Populations of Giant Canada geese have grown from near extinction to nuisance levels over the past 40 years; from an estimated 55,000 birds in 1965, the various populations of temperate breeding birds now contain an estimated 2 million geese, with over 1 million in the Mississippi Flyway alone (Rusch et al. 1995, Rusch et al. 1996) (Fig. 2.7a). Much of this growth is directly attributable to planned management actions of agencies and private sponsors, including restoration and introduction programs, closed hunting seasons, and restricted harvest expressly intended to increase populations. Equally, however, this growth is an outcome of the species adaptability and colonization of unoccupied habitats under protection. This has occurred in an urban and rural landscape much altered since they were extirpated from many jurisdictions, which offered countless unintentional sanctuaries. The agricultural energy subsidy evident in the growth of white goose populations is similar in effect for Canada geese and is in part responsible for the growth of these goose populations. (Fig. 2.7b).
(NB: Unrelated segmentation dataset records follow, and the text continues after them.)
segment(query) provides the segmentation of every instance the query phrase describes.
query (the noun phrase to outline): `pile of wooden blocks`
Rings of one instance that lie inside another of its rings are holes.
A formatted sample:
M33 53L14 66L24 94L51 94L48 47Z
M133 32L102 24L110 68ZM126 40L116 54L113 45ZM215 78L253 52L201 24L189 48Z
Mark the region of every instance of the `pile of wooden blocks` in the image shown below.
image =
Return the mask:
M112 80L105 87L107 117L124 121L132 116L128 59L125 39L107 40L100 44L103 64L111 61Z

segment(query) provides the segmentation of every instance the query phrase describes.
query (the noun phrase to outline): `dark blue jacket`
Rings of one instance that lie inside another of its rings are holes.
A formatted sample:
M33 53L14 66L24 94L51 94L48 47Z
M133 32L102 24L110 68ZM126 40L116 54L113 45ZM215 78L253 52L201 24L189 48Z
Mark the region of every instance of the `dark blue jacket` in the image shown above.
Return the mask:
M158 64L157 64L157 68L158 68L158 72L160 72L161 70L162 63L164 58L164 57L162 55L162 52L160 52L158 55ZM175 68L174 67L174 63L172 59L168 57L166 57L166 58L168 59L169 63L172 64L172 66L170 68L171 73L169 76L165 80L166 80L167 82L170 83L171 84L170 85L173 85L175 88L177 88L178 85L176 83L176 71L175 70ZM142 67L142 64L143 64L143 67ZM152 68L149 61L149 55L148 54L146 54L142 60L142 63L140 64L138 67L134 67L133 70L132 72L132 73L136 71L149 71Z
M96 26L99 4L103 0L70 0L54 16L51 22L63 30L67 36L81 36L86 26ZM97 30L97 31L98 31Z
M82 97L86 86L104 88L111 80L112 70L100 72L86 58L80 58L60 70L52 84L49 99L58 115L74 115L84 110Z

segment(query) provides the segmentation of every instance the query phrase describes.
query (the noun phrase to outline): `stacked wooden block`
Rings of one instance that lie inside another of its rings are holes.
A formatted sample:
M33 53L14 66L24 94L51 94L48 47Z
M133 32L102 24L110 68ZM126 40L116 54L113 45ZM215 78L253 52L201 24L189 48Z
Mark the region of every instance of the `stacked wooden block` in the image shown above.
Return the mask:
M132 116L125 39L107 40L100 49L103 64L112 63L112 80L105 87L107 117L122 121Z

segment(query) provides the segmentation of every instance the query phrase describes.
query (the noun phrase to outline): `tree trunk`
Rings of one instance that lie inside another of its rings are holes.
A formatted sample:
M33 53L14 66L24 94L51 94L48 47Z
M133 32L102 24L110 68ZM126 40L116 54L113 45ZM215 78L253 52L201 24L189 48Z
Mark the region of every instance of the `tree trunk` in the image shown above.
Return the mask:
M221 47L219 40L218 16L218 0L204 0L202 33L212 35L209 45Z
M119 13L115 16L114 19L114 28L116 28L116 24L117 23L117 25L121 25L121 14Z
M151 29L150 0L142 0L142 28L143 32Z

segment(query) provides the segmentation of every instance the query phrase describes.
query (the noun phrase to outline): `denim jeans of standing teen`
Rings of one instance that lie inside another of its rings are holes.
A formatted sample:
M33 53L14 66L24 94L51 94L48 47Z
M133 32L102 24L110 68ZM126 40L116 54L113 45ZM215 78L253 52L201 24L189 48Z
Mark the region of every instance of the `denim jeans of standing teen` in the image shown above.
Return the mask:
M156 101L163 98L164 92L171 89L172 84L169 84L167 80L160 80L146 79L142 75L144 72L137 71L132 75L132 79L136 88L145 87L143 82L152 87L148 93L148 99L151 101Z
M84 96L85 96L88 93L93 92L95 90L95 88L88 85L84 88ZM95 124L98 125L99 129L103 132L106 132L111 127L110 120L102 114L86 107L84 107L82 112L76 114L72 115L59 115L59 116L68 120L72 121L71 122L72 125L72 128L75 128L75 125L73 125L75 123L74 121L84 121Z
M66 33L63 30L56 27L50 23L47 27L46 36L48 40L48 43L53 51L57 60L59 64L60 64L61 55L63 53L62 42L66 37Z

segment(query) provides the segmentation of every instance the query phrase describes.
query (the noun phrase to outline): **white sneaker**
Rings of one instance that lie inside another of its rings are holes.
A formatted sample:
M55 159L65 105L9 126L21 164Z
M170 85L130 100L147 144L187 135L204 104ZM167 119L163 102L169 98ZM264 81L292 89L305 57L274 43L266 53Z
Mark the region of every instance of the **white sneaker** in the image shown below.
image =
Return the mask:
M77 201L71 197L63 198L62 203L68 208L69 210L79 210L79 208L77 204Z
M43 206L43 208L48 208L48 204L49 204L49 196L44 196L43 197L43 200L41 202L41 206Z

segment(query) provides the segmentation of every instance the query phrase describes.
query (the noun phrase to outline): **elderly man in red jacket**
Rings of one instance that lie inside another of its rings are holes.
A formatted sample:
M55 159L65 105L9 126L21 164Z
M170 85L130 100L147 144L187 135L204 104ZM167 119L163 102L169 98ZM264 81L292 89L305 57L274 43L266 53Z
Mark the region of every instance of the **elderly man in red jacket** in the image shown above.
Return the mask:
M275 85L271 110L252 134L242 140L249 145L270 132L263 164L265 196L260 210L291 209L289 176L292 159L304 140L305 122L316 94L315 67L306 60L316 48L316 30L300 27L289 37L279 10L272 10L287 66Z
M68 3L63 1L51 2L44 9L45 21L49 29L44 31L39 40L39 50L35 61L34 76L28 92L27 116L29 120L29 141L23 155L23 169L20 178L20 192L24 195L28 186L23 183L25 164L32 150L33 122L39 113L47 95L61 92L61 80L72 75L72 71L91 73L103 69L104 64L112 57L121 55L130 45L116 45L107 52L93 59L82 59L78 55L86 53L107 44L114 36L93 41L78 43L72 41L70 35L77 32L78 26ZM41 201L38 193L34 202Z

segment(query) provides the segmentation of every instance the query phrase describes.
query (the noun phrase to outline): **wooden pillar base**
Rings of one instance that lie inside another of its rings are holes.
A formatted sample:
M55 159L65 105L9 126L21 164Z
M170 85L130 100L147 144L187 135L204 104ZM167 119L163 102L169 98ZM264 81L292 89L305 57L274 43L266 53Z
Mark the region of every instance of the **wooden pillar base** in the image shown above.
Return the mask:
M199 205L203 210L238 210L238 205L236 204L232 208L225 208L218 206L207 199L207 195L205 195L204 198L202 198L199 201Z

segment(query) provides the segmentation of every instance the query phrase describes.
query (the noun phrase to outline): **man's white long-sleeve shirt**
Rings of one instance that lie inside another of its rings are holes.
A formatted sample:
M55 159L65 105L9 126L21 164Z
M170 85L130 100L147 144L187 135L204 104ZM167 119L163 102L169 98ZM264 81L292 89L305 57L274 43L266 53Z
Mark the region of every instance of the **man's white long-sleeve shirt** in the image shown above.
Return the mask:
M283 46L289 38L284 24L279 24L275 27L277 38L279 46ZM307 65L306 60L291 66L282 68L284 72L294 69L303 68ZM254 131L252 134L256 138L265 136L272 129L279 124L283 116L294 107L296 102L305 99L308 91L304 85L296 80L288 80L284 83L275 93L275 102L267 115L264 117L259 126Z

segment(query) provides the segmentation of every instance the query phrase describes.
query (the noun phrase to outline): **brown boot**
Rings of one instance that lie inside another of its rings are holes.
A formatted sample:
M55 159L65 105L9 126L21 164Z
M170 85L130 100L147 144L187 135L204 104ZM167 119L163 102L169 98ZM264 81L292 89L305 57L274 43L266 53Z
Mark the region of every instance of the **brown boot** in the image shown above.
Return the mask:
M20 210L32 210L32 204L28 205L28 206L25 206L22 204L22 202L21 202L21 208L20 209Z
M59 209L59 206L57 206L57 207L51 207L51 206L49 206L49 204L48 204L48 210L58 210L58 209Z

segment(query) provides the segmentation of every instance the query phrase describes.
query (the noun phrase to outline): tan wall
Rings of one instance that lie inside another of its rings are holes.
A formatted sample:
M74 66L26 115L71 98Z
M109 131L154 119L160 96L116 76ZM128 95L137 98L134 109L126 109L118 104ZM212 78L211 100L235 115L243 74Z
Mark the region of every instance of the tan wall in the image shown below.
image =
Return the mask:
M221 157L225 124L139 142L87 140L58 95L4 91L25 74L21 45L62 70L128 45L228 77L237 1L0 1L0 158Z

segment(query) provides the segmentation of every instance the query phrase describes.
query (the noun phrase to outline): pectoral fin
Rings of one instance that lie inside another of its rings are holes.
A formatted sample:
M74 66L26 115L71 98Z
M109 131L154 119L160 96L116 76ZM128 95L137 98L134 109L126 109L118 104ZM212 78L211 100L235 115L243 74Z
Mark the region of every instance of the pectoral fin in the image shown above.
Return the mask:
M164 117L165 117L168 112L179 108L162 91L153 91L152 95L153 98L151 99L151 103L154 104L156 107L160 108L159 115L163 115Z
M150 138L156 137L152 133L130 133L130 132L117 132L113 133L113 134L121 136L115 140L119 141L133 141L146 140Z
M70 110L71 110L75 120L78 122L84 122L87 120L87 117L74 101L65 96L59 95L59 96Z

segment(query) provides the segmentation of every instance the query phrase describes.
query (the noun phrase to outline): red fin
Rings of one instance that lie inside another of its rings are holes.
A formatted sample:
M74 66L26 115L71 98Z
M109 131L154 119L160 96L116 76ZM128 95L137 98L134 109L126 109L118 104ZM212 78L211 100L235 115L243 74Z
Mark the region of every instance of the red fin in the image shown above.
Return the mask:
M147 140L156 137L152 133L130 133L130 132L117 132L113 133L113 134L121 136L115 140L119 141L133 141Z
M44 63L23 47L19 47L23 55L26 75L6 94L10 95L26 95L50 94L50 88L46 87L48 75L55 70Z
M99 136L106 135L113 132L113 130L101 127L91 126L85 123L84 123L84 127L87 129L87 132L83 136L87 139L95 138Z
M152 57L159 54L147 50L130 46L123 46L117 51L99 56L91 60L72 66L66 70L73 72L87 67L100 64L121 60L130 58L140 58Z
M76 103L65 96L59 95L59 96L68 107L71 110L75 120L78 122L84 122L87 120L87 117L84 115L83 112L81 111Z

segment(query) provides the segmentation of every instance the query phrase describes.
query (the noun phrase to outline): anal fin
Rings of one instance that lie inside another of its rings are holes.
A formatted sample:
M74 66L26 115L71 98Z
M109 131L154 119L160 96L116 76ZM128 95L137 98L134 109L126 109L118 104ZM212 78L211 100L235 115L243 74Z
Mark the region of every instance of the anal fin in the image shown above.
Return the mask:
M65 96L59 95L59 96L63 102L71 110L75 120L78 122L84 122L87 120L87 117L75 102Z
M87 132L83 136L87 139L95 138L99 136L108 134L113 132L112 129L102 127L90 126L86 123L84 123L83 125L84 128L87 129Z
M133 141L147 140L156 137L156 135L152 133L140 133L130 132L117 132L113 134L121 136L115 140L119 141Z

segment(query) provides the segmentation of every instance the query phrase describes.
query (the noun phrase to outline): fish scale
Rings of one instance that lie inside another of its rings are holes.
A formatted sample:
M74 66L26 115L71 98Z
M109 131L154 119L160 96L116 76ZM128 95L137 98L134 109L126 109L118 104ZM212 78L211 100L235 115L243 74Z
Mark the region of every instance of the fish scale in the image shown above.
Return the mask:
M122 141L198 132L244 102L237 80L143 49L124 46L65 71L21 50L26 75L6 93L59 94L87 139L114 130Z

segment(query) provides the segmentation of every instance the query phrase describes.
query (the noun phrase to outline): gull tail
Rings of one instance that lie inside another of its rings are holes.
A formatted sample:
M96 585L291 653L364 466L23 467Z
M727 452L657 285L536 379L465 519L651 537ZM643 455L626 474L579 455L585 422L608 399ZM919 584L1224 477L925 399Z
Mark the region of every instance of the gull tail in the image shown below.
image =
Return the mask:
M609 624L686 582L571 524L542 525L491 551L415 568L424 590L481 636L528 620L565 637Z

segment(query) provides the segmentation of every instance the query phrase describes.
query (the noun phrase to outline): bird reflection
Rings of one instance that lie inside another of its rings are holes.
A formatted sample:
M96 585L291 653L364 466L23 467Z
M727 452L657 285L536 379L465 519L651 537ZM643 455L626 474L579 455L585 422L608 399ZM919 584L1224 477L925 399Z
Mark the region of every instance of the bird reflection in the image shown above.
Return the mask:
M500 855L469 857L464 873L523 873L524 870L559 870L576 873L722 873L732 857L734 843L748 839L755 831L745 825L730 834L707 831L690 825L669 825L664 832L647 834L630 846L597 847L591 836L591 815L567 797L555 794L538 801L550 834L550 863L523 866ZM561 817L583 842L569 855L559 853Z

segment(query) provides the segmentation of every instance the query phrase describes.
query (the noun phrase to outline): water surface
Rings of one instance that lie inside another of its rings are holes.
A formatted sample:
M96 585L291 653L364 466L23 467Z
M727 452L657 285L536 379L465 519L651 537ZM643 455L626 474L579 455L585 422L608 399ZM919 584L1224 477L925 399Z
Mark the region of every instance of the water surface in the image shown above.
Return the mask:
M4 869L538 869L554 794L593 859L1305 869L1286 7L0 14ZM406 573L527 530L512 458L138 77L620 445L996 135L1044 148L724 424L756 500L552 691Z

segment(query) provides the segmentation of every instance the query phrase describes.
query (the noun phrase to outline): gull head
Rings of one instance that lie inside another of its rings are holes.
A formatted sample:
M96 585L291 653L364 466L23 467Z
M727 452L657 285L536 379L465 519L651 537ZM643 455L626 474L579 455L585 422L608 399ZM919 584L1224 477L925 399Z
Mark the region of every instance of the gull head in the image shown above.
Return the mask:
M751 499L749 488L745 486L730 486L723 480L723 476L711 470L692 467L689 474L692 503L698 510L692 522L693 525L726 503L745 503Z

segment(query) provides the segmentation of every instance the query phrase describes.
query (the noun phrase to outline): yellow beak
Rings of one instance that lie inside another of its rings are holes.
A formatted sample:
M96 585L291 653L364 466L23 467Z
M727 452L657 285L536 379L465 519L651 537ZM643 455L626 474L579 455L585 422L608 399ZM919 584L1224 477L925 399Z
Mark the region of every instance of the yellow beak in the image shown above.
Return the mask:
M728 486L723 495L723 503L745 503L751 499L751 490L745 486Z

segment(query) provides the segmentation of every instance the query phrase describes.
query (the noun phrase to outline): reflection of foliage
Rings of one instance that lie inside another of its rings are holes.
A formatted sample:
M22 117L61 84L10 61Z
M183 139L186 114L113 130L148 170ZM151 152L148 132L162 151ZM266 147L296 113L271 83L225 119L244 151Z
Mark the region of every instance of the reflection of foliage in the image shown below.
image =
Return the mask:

Mississippi Valley Population Canada Geese (MVP CAGO)
The Mississippi Valley Population of Canada geese is the largest population of the interior subspecies. Management through harvest regulations and habitat programs have had the objective of increasing its size to 300,000 in winter (USFWS 1979) and later to 900,000 in spring (Tacha 1991). Sustained increases have occurred over the past 40 years, from less than 40,000 birds in winter to a current MWI of over 900,000 (Rusch et al. 1995, Mississippi Flyway Council, unpublished data) (Fig. 2.8). A period of rapid growth from 1964 to 1975 was followed by an erratic pattern until 1983, during which time the annual count reached an unprecedented peak of 576,000, but the mean MWI did not change significantly. The counts were possibly confounded by undetected growth of giant populations at that time. Since 1983, the population has rapidly and steadily increased, resulting in a tripling of the MWI. However, debate about the accuracy of the MWI and the inclusion of giants led to initiation of comprehensive breeding ground surveys in 1989. These show a spring population of 700,000 to over 900,000 from 1989-1996 and a fall flight of 1 to 1.5 million varying annually depending on current and recent years' production (J. Leafloor, unpublished data).
One of the consequences of the sustained growth in numbers is the change in nesting density and occupation of new range. Before about 1975, few nesting or brood-rearing Canada geese occupied the near coast (10 km) zone of Hudson Bay or northwest James Bay (H. Lumsden, pers. comm.). Annual photographic surveys from 1958-1970 made during the brood-rearing period covered the coast from Moosonee, Ontario to Eskimo Point, Northwest Territories (Hanson et al. 1972). A special effort to photograph broods for early assessment of reproductive success became possible only in the early 1980s. In addition, banding of coastal breeders was difficult and limited until the early 1980s. This suggests, at the least, an increase in use of coastal brood rearing areas, possibly a result of increased population density. Numbers of breeding pairs have tended to decline over the 1991-1996 period (J. Leafloor, pers. comm.), which may be an early signal of the population nearing its carrying capacity. A complicating factor is the increase of nesting lesser snow geese in the coastal zone of the MVP range from 1970 to the present; two small colonies (<2500 pairs) have been established and the major colony at Cape Henrietta Maria has nearly quadrupled in number, and doubled in area of coastal range occupied (Hudson Bay Project, unpublished data).